192. Avant le délibéré, si l’avocat d’une partie se retire, meurt ou devient inhabile à exercer sa profession, la partie doit être mise en demeure de désigner un nouvel avocat pour la représenter ou d’indiquer aux autres parties son intention d’agir seule. Elle doit répondre à cette mise en demeure dans les 10 jours de sa notification. Aucun acte de procédure ne peut être fait ni aucun jugement rendu pendant ce temps.

Si la partie ne désigne pas un nouvel avocat, l’instance se poursuit comme si elle n’était pas représentée. Si cette partie ne respecte pas le protocole de l’instance ou les règles de la représentation, toute autre partie peut demander l’inscription pour jugement si elle est demanderesse ou le rejet de la demande si elle est défenderesse.

La partie représentée par avocat est réputée informée de l’inhabilité ou de la mort de l’avocat d’une autre partie ou de sa nomination à une charge ou fonction publique incompatible avec l’exercice de sa profession sans qu’il soit nécessaire de la lui notifier.

[47] L’article 110 C.p.c. énumère les modes de notification autorisés :

110. La notification peut être faite par tout mode approprié qui permet à celui qui notifie de constituer une preuve de la remise, de l’envoi, de la transmission ou de la publication du document. Elle l’est notamment par l’huissier de justice, par l’entremise de la poste, par la remise du document, par un moyen technologique ou par avis public.

Elle est faite, lorsque la loi le requiert, par l’huissier de justice, auquel cas elle est appelée signification.

Quel que soit le mode de notification utilisé, la personne qui accuse réception du document ou reconnaît l’avoir reçu est réputée avoir été valablement notifiée.

[48] L’article 139 C.p.c. énumère les procédures qui doivent obligatoirement faire l’objet d’une signification, c’est-à-dire être notifiées par un huissier de justice. Or, la mise en demeure de se constituer un avocat, prévue à l’article 192 C.p.c., ne fait pas partie de cette liste. Par conséquent, la transmission par un moyen technologique est donc autorisée pour la notification d’une mise en demeure de désigner un avocat.
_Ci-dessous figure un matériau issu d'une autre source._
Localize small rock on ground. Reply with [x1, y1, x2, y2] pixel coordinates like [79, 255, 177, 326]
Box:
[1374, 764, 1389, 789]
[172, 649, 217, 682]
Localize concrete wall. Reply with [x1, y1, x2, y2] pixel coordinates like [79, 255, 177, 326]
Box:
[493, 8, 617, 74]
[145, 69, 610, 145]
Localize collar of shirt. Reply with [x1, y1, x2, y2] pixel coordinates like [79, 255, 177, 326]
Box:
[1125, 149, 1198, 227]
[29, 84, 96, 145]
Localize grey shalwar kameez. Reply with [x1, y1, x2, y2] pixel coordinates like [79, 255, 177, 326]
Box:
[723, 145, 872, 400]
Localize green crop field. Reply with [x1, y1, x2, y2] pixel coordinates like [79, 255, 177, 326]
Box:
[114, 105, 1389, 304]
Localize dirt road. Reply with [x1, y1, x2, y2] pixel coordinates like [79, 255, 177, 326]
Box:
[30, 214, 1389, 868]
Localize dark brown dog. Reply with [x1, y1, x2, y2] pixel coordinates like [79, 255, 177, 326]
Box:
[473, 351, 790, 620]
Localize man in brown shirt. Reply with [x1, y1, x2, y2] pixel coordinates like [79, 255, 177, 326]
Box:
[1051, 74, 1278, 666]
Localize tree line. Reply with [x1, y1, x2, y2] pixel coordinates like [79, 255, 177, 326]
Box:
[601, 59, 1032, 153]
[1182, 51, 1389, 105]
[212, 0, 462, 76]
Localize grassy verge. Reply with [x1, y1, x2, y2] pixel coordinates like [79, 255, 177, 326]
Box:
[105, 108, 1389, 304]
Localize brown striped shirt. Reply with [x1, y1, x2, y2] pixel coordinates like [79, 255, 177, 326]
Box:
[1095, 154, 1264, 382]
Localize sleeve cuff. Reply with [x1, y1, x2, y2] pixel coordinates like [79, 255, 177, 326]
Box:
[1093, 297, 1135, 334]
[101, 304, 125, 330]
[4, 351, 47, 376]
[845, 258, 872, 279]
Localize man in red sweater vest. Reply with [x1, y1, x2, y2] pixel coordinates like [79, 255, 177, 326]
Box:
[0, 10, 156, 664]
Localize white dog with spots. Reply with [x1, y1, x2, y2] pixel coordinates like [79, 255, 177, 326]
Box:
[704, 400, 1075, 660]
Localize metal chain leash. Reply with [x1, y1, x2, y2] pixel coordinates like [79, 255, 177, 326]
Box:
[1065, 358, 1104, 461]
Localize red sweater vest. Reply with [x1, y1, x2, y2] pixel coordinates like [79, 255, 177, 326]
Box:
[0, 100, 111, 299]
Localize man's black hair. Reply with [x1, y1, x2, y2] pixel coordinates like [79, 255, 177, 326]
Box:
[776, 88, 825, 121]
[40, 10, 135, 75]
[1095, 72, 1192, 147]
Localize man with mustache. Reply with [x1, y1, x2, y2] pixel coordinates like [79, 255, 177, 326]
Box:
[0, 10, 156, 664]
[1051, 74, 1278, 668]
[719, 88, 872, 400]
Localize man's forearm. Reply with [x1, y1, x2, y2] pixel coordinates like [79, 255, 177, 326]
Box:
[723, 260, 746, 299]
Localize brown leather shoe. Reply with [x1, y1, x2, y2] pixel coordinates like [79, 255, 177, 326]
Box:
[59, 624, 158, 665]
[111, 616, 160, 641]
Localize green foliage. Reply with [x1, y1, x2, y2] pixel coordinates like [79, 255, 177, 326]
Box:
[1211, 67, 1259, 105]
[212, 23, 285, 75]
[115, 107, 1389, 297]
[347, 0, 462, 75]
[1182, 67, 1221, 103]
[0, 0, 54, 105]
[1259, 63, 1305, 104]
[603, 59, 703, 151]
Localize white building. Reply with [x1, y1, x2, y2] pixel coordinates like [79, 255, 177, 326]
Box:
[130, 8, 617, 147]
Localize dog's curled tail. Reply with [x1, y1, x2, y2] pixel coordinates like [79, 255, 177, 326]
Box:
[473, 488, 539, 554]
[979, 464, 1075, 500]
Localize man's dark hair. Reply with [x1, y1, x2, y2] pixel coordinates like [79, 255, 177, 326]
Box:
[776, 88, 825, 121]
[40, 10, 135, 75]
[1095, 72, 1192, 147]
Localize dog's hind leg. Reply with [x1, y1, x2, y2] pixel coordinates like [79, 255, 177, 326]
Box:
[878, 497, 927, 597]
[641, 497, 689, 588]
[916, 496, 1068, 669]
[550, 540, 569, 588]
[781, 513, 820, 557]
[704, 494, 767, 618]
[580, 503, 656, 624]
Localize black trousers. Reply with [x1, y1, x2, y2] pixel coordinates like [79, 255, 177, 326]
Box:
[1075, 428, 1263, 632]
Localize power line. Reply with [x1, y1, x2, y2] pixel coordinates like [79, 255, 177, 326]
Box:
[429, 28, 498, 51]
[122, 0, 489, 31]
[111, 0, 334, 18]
[49] La notification par un moyen technologique est prévue aux articles 133 et 134 C.p.c. :

§ 3. — La notification par un moyen technologique

133. La notification par un moyen technologique se fait par la transmission du document à l’adresse que le destinataire indique être l’emplacement où il accepte de le recevoir ou à celle qui est connue publiquement comme étant l’adresse où il accepte de recevoir les documents qui lui sont destinés, dans la mesure où cette adresse est active au moment de l’envoi.

Cependant, la notification par un tel moyen n’est admise à l’égard de la partie non représentée que si celle-ci y consent ou que le tribunal l’ordonne.

134. La preuve de la notification par un moyen technologique est faite au moyen d’un bordereau d’envoi ou, à défaut, d’une déclaration sous serment de l’expéditeur.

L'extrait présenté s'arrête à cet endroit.